Tre generazioni di registe diventano protagoniste assolute di questo film (in originale Deda-shvili an rame ar aris arasodes bolomde bneli) che ricostruisce, con l’occhio della regista che sta in mezzo a queste tre età, un pezzo della storia del cinema georgiano, che di diritto appartiene all’intera vicenda storica di questa arte. Lana Gogoberidze è la figlia di Nutsa Gogoberidze che, come apprenderemo dal racconto che diventa il tema del film, fu la prima regista donna del cinema georgiano e realizzò il suo primo film negli anni ’30 del secolo passato, quando era già madre di Lana. Ma Lana Gogoberidze è anche madre di un’altra Nutsa Gogoberidze, che continuando la tradizione femminile della famiglia, a sua volta fa la regista come la madre e ancora prima la nonna. Lana racconta la difficile vita della madre, che ebbe il modo di girare due soli film Buba nel 1930 e Uzhmuri nel 1934. Un’ondata repressiva del regime dopo avere giustiziato il marito, insieme a molti altri intellettuali del tempo, allontanò Nutsa dalla famiglia per rinchiuderla in un gulag dove visse dieci anni. Al suo ritorno alla vita familiare Nutsa non rientrò più nel mondo del cinema e in un ideale passaggio di testimone fu proprio la figlia, che oggi racconta quella dolorosa storia, a continuare nell’arte della regia. Il film di Lana Gogoberidze, nel Fuori Concorso – Eventi al Festival di Trieste, procede con l’accompagnamento della voce roca dell’ormai anziana regista che, nonostante i suoi 94 anni, continua nel suo lavoro di ricerca e archiviazione soprattutto dei suoi ricordi personali e di ricostruzione di quelli perduti per l’allontanamento forzato della madre per un periodo così lungo.

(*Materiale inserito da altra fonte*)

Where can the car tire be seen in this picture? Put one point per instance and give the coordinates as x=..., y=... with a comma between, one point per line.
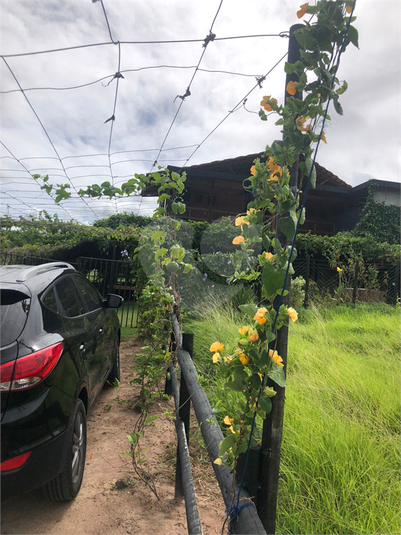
x=115, y=370
x=66, y=485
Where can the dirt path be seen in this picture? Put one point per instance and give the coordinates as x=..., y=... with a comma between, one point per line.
x=102, y=509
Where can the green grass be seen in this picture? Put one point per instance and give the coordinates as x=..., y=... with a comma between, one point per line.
x=340, y=462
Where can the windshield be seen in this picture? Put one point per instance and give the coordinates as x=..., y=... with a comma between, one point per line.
x=14, y=311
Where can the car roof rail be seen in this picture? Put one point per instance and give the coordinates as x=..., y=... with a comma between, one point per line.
x=33, y=271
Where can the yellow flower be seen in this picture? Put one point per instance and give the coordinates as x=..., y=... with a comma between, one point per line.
x=253, y=337
x=292, y=313
x=302, y=11
x=240, y=221
x=216, y=358
x=348, y=7
x=276, y=357
x=265, y=103
x=273, y=166
x=300, y=124
x=244, y=359
x=216, y=346
x=260, y=316
x=291, y=88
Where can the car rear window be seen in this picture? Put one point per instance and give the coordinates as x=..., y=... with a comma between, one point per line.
x=14, y=310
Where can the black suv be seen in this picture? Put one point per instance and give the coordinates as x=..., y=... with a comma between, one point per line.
x=59, y=345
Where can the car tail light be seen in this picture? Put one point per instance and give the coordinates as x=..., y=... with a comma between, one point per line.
x=30, y=370
x=15, y=462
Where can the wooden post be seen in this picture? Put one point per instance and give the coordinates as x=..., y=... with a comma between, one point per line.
x=184, y=413
x=355, y=289
x=273, y=424
x=307, y=279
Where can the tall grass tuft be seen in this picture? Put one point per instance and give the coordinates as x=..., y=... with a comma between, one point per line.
x=340, y=463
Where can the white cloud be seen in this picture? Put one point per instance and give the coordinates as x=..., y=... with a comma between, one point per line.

Il film inizia con tre sbiadite fotografie che ritraggono una donna che abbraccia una bambina. Sono loro, le due Gogoberidze, Nutsa e Lana, ma come dice quest’ultima non si sa se si stavano salutando per un addio oppure si stavano ritrovando dopo una lontananza. In questa ambiguità tutta ricreata dall’immagine e dalla sua polivalenza, prende avvio questa ricerca dei tempi perduti, quelli della vita personale e familiare, privata degli affetti e recisa nei sentimenti materni e filiali e quelli della storia del cinema forse mutilata di altri film che la sfortunata regista avrebbe potuto realizzare. Lana conserva i reperti di questa vita interrotta, conserva le statuine fatte con la pasta del pane che sua madre realizzava in prigionia, ma soprattutto ricerca i suoi film per dare degna memoria all’artista. Ritrova infine queste due pellicole, che sono state presentate in numerosi eventi internazionali e la stessa Cineteca di Bologna è riuscita a proiettare al pubblico del Festival del Cinema Ritrovato. Da quelle immagini, che per frammenti Lana riversa nel suo film, e dalle foto del set dove la madre era l’unica donna in una troupe di uomini, abbiamo un assaggio delle capacità espressive di Nutsa Gogoberidze. Non è un caso che la critica cinematografica contemporanea abbia ammirato incondizionatamente i suoi due lavori che, benché legati ad un’estetica formale che caratterizzava il cinema sovietico di quegli anni, avevano una potenza espressiva che come sempre era dovuta ad un montaggio non casuale, ma nervosamente legato alla concitazione della narrazione ovvero al suo fluire, ma sempre sottolineando con quelle immagini, la cruciale essenza del momento, l’indispensabilità che impone la ripresa come atto necessario alla narrazione.
Deda-shvili… diventa, non solo film essenziale per la sua regista che mette a tacere così un’esigenza sentimentale, un omaggio alla madre sempre rinviato che covava silenzioso durante la sua vita artistica e familiare, ma diventa, soprattutto, un essenziale documento che completa una storia del cinema e del protagonismo femminile in un’epoca così politicamente difficile per tutti e non certo più semplice per le donne. Scopriremo che le foto dalle quali parte la lunga riflessione di Lana Gogoberidze sono state scattate quando la madre stava salutando la figlia per partire per girare un film. La bambina che piangeva era addolorata per questa partenza e Lana si chiedeva se quelle lacrime fossero o meno giustificate dalla ragione per la quale la madre la stava abbandonando. La risposta la regista se l’è data ed è stata consegnata al mondo con questo film.